Saturday, February 2, 2019

Three Positives


For a Saturday, I am feeling so empty.  Feeling empty makes it hard to write.  This week has left me thinking that I am going through motions each day without depth.  My work is just a job,  it neither excites me nor leaves me fulfilled in any particular way.  I just go there, do some work, and go home.  Parenting is hard right now.  Really hard.  It takes a great deal of effort not to be offended.  But today I had to go to my room and cry, for the look my child that I birthed with love gave me hurt all the way down to my soul.  Physically I feel lousy every single day.  I haven't breathed through my nose in eight months.  Have you ever tried to eat without being able to breathe through your nose?  Have you ever tried eating plus talking without being able to breathe through your nose? It's really hard to enjoy a social meal so I might as well eat alone.  Regardless that I take a Zyrtec every night like the doctor suggested, I don't sleep well, and every day people ask me if I'm sick.  It's just the new older version of me, friends, unless unbeknownst to me, I have respiratory cancer.

It's a tough day, maybe a tough season.  Life always has a rhythm. I think I might be in the low section.  Chocolate does me no good because I can't really taste it.  It's in these moments you ponder.  You look for the positives to give some semblance of balance and order.

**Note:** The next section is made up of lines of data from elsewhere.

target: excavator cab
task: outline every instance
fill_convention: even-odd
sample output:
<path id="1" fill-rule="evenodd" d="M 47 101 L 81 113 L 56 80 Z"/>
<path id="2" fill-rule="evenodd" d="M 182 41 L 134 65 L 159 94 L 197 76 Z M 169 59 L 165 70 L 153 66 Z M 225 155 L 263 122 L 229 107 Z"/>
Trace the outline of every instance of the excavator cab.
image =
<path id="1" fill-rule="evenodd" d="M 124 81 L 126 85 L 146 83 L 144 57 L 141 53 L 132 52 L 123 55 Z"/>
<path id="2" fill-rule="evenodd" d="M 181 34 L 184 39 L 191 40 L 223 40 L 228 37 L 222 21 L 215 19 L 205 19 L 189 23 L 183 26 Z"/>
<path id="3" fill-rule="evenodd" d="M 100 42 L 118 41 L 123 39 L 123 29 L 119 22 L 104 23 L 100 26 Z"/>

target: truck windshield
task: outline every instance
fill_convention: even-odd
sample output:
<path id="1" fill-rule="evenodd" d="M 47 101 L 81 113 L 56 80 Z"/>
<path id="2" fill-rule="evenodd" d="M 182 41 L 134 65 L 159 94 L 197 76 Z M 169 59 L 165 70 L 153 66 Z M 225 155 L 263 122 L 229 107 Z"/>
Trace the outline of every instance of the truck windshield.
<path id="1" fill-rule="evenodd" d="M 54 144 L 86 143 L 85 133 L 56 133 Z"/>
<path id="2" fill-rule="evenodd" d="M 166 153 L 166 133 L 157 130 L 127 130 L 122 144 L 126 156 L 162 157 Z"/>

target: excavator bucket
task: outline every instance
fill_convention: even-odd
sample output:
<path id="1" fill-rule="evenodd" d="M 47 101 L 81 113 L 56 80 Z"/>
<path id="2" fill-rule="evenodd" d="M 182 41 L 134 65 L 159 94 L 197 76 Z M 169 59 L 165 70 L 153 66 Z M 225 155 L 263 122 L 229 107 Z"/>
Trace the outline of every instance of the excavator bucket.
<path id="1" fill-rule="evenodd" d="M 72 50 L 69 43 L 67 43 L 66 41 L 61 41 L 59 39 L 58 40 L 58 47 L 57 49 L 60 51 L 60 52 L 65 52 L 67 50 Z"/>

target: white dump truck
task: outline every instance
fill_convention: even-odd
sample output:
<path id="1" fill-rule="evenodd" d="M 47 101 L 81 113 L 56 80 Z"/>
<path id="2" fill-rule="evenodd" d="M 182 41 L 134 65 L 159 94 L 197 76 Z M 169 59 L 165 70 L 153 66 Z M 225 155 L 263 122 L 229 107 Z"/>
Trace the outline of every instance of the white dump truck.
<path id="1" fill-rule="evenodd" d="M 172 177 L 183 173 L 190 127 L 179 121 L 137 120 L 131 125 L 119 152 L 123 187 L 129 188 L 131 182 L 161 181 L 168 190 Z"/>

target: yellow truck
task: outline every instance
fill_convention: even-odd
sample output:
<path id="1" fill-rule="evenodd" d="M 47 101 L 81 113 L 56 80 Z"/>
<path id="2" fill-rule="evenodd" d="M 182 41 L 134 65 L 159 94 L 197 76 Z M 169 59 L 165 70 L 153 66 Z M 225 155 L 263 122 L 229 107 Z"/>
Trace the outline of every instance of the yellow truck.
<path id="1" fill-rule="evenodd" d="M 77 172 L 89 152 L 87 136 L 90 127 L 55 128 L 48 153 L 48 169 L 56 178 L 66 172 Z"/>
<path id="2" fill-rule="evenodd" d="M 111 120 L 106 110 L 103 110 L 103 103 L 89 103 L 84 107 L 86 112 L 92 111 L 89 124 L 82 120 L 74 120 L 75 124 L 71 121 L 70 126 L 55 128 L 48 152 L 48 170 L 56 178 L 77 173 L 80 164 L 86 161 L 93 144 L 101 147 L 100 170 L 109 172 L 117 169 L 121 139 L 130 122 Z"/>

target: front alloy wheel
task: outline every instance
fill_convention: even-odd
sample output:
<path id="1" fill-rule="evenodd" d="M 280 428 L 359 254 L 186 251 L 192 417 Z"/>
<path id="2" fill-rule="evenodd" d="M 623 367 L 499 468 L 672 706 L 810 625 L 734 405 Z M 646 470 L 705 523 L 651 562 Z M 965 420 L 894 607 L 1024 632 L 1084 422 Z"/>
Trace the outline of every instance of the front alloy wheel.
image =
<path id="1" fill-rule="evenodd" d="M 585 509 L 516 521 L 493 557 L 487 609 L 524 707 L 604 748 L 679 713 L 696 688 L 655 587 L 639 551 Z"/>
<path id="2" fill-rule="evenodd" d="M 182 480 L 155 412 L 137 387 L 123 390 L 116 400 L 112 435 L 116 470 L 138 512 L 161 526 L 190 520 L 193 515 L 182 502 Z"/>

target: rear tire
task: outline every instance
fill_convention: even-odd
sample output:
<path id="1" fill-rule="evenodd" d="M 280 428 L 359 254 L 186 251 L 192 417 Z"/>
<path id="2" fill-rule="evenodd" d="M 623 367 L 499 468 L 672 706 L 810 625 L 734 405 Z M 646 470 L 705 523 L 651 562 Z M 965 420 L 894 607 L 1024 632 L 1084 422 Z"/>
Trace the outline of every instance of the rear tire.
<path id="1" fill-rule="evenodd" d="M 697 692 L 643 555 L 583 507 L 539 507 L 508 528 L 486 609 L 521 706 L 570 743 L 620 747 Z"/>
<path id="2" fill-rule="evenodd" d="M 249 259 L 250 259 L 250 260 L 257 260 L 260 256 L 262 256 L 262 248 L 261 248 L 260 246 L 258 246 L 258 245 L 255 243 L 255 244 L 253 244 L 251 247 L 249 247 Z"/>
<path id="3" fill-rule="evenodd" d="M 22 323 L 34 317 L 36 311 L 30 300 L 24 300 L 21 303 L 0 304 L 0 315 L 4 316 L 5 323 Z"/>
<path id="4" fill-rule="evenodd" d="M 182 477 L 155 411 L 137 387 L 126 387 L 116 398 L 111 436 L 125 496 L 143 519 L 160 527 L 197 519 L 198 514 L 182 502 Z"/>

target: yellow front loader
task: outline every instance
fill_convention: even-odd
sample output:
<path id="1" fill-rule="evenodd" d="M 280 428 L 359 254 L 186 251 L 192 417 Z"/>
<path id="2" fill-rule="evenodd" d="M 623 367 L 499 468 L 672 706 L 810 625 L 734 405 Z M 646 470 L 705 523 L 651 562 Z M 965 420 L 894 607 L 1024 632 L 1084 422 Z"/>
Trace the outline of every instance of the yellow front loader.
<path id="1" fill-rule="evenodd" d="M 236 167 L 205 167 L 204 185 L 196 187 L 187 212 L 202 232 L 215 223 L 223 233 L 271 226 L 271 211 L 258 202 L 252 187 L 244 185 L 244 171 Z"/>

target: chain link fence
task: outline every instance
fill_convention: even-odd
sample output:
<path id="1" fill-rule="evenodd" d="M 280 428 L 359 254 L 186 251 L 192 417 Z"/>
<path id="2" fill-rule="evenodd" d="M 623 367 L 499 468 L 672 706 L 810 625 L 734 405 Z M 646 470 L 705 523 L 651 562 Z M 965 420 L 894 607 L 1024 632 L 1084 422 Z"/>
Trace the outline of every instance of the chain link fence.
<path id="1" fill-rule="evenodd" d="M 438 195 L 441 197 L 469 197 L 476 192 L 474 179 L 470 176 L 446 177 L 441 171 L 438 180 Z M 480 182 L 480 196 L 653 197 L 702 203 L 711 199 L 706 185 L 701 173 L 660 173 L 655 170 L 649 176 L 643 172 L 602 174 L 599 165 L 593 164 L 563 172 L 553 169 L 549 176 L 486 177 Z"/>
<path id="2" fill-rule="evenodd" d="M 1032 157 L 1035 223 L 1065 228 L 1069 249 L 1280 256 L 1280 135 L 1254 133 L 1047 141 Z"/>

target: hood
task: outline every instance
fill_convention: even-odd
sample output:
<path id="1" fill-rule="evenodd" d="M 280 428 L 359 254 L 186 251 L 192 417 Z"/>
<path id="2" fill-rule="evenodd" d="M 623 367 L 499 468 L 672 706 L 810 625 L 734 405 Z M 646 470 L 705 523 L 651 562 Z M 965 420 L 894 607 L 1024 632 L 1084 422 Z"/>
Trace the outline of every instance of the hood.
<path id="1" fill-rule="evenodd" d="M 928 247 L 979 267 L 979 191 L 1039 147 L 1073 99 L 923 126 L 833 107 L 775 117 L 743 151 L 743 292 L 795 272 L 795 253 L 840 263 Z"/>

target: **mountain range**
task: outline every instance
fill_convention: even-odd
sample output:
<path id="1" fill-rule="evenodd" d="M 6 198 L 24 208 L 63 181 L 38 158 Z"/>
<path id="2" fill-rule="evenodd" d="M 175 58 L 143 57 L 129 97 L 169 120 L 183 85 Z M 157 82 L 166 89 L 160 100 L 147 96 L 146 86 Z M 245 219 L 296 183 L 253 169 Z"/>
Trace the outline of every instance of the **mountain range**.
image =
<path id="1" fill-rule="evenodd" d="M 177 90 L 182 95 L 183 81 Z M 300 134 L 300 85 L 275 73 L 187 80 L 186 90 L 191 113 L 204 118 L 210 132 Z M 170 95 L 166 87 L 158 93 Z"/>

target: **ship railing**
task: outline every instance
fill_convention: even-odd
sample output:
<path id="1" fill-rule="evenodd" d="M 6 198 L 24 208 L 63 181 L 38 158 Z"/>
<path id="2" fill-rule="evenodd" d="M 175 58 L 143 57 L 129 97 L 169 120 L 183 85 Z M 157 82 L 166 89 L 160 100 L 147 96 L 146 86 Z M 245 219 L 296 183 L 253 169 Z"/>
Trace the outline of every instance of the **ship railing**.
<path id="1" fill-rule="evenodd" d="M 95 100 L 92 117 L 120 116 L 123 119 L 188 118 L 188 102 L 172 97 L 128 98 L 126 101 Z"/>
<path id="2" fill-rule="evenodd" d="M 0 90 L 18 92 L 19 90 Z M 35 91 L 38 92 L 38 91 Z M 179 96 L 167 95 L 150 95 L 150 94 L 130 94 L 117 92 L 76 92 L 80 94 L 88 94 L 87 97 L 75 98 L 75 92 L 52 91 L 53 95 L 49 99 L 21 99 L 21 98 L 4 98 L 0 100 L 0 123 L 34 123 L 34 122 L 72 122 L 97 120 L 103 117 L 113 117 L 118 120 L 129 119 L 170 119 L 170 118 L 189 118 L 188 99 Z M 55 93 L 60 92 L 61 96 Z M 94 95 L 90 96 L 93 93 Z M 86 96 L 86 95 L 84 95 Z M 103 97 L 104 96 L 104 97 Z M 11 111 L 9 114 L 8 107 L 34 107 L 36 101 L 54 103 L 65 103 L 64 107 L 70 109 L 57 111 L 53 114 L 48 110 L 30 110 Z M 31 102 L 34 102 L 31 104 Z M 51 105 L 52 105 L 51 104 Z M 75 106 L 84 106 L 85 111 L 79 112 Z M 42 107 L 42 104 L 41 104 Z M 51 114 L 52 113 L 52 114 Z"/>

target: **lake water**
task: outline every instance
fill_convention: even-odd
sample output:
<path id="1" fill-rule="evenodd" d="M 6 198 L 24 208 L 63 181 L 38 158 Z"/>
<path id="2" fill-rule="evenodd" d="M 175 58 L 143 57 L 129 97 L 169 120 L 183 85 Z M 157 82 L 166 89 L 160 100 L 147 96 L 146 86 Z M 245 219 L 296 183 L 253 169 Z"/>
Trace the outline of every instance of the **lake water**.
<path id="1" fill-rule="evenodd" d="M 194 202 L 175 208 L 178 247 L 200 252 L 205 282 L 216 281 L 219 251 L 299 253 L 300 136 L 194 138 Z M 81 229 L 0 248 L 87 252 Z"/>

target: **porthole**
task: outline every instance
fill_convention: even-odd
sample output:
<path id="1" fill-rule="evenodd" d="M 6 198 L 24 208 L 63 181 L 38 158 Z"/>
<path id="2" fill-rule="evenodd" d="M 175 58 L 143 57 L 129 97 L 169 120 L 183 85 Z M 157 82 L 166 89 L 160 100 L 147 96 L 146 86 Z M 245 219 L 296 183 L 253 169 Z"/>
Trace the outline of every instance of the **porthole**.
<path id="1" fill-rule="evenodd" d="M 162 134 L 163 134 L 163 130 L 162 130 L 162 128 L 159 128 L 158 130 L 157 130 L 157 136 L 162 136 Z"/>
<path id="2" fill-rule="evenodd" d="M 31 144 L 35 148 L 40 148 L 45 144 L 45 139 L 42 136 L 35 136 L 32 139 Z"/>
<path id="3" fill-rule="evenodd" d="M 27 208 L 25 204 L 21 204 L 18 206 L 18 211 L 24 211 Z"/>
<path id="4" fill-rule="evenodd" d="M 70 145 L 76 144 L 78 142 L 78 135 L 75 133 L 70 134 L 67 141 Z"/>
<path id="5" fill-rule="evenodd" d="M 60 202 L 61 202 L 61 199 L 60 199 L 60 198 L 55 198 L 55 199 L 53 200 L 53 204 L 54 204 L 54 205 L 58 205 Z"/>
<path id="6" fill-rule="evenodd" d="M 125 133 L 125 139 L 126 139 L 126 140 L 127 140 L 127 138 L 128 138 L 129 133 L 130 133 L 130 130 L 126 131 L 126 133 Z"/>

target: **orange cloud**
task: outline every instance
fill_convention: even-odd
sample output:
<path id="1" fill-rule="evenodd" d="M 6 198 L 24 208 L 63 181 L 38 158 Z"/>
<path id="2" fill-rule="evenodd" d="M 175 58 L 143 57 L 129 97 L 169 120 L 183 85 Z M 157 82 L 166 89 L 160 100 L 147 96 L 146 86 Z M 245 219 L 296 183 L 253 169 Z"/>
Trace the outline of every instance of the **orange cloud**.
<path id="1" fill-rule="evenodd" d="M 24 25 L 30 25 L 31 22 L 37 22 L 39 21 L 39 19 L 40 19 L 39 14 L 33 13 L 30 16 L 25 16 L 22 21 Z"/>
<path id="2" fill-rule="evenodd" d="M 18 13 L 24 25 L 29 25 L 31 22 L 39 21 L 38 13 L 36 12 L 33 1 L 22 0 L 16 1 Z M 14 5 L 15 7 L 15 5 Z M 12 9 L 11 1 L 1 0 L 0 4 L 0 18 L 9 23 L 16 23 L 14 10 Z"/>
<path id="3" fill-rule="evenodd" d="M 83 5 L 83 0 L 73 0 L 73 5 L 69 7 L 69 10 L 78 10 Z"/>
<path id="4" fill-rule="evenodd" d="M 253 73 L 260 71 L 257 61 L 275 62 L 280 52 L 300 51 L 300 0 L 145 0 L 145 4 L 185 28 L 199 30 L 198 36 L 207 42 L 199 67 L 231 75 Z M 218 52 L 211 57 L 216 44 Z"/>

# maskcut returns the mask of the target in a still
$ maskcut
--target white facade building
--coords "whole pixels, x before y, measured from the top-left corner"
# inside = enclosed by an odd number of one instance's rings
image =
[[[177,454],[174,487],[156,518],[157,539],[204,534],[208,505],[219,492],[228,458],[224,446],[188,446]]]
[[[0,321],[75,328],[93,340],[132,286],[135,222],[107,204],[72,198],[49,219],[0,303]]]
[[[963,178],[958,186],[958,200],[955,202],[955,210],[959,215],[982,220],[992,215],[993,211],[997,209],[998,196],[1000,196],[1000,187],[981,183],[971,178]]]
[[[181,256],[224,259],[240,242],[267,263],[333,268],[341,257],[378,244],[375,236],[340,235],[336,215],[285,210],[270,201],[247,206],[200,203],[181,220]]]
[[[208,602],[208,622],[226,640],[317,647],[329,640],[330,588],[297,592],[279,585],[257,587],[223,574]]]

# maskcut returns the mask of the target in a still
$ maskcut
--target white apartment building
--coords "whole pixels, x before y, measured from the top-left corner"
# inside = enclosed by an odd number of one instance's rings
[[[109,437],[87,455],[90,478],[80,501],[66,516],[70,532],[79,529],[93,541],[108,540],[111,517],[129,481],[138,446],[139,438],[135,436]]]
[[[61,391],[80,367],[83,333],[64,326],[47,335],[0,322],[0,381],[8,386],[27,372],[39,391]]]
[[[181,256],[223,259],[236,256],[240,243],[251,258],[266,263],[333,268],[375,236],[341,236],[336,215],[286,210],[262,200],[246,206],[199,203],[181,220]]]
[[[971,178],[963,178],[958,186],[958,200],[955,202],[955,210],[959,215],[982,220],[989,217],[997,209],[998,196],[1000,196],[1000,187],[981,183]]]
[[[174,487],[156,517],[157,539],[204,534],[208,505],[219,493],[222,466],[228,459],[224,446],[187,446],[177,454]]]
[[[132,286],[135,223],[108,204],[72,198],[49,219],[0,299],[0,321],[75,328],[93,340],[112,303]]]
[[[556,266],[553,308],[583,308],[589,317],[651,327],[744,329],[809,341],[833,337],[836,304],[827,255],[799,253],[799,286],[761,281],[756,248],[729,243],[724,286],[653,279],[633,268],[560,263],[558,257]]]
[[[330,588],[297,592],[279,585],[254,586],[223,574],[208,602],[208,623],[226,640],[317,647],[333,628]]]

One positive, I went to the dentist this week and made it out alive. You really need to be able to breathe through your nose at the dentist.  There were two separate moments that I thought I would literally drown in my own saliva and Listerine. 

Second positive, texts I received this week have literally saved some of my days by bringing comic relief and love.

Third positive, and quite possibly the best one of all, when I am upset, my husband lets me crawl into his lap, lay my head on his chest, and cry.  He tells me these days of parenting and working and striving are long and twisted.  He tells me there is no straight course.  But there is an end.  I lay there, letting his words ease over the aches and pains of being a working, sinus laden, mother.  And I believe he is so wise.

And I believe I can carry on.  For tomorrow is another day.  It is full of new, mysterious things that might amount to simply: church, cleaning, groceries, and a Redbox. And lots of tissues.

It is repetitive and tough, couched in drudgery, this season.  But I will continue to look for the positives, because there will be many.  God will post little signs along the way to announce His presence.  To establish His peace in my heart.  He is here. In this season.  Maybe one day soon He will allow me to taste chocolate.